We’ve all heard the expression cash is king. And there’s some truth to that, particularly in a crisis.

Most pension schemes hold a small amount of cash in the trustee bank account. The amount they hold is typically sized to cover near-term pension payments plus a buffer to cover some ad-hoc or unforeseen expenses. When cash balances run low, trustees top them up by:

  1. Using contributions from the sponsor
  2. Using income from the investment portfolio like coupons on bonds, distributions from properties
  3. Selling investment assets to raise cash

There are a few reasons cash management is becoming more difficult for some schemes.

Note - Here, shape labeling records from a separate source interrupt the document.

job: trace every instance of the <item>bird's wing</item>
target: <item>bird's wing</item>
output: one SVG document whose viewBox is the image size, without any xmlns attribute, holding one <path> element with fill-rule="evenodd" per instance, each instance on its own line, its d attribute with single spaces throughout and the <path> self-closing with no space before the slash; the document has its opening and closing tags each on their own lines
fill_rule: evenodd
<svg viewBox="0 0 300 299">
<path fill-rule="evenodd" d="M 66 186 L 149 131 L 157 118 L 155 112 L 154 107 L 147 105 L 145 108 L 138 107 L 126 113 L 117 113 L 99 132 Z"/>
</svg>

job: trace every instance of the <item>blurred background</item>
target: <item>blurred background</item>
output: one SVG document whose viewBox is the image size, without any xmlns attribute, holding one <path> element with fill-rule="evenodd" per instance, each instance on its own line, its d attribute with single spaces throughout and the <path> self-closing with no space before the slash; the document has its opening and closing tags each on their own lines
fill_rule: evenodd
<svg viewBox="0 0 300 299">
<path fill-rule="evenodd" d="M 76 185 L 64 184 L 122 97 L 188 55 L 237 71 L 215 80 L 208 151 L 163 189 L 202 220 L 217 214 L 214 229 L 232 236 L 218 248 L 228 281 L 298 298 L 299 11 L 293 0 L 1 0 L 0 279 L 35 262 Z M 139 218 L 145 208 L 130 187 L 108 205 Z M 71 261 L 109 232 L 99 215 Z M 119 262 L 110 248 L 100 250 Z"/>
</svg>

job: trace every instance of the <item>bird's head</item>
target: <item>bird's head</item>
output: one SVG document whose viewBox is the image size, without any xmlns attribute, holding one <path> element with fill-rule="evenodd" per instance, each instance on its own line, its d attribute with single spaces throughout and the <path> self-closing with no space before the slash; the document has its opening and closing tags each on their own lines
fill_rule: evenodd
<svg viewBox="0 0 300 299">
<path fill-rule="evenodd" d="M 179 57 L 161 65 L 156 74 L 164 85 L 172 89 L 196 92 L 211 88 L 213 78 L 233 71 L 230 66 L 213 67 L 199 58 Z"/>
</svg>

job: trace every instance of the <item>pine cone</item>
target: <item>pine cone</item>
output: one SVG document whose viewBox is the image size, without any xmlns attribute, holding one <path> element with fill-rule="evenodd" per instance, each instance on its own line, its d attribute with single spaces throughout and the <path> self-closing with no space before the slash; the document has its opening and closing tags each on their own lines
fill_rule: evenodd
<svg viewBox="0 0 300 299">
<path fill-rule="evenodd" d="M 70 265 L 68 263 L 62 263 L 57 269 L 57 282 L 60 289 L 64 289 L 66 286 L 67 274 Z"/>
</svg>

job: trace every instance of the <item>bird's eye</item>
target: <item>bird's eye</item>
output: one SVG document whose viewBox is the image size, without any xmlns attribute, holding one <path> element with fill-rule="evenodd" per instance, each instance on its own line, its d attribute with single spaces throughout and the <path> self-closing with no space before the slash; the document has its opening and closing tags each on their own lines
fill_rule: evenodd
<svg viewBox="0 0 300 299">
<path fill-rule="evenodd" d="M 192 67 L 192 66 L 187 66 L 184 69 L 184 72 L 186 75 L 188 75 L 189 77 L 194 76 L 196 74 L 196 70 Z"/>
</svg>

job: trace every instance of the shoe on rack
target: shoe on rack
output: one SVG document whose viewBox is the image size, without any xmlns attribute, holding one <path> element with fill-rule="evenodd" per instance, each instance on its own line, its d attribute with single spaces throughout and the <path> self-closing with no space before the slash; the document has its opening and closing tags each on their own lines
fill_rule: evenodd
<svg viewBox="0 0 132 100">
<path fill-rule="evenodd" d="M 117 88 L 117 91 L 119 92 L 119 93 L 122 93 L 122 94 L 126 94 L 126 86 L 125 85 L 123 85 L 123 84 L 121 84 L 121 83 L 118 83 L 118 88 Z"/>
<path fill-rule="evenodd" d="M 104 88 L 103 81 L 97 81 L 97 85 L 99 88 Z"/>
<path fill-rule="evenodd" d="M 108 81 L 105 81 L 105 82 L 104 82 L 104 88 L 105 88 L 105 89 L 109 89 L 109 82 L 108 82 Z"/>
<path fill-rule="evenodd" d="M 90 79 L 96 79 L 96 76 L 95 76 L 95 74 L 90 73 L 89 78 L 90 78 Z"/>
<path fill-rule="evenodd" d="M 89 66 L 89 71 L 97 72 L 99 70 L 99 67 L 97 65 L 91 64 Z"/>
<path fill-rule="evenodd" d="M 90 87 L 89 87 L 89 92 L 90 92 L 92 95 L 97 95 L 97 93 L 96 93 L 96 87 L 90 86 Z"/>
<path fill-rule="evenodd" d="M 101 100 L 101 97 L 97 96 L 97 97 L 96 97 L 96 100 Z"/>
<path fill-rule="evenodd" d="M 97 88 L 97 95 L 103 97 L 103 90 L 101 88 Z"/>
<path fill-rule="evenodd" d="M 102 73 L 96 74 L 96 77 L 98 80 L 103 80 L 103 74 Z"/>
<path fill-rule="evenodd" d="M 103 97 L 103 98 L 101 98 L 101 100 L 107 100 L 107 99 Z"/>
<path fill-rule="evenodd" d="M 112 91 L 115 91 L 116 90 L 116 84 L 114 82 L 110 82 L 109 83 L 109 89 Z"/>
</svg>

Difficulties could arise from demands for cash as well as sources of cash. On the demand side, there’s some anecdotal evidence there’s been a recent increase in:

  • Transfers out, acceptance of ETV offers, lump sums at retirement
  • As members, themselves, put a premium on near-term cashflow
  • Perhaps exacerbated by anxiety about security of their benefits or health of the sponsor

On the sourcing side:, I spoke earlier about using investment income or selling assets. Some sources of income could slow or stop. For example:

  • Some private equity and credit funds could slow their distributions
  • As they defer the sale of assets, by choice or necessity
  • Some property funds have already been suspended, turning off income for investors

In terms of selling investment assets, there are two potential difficulties

  1. Many assets have fallen significantly
  2. Equities are down 20% YTD and corporate bonds are down 7-10%
  3. So selling these assets would crystallise the loss
  4. Liquidity has deteriorated
  5. Making it harder and more expensive to sell some asset

So what can trustees do if they’re feeling a cash squeeze?

I wanted to share two ideas with you.It’s possible they have already occurred to you:

The first idea is to sell equities and ask a manager to recreate exposure using derivatives

In practice you would:

  • Sell shares or units in equity funds
  • Receive proceeds in cash which you can use to meet your requirements
  • Simultaneously, ask a manager to recreate or synthesise equity exposure
  • Likely using vanilla derivatives like exchange-traded equity futures
  • These futures are liquid, inexpensive to transact, need not expose the scheme to bank counterparties
  • Because you’re selling and buying equities at the same time, you would not crystallise a loss
  • Your LDI manager, or another who uses derivatives for you, is best placed to help

The second idea is similar, but uses your liability hedging portfolio rather than equities. In practice, you would:

  • Sell some physical holdings in gilts or index-linked gilts
  • Receive proceeds in cash which you can use to meet your requirements
  • Simultaneously, ask your LDI manager to recreate or synthesise interest rate or real yield exposure
  • Likely using vanilla derivatives like total return swaps
  • This idea is like increasing the loan-to-value ratio on a home mortgage
  • It would work best for schemes whose liability hedging programmes
  • Don’t already rely heavily on borrowing

I’ve shared two ideas with you. Both could be used effectively by most schemes, but they’re not no-brainers. There are some practical issues and risks trustees and their advisors would want to consider first. The biggest of these is to ensure you still have enough collateral to support margin requirements on the new derivatives.

In summary, cash and liquidity can be really helpful to schemes, particularly in a crisis. There are ways to raise cash from investments to improve flexibility without crystallising losses. Some schemes, particularly those with LDI arrangements that use derivatives, could implement either idea quickly. For others, it may be more difficult to make arrangements at short notice. But both ideas are worth considering, perhaps to ensure your scheme is prepared for the next crisis.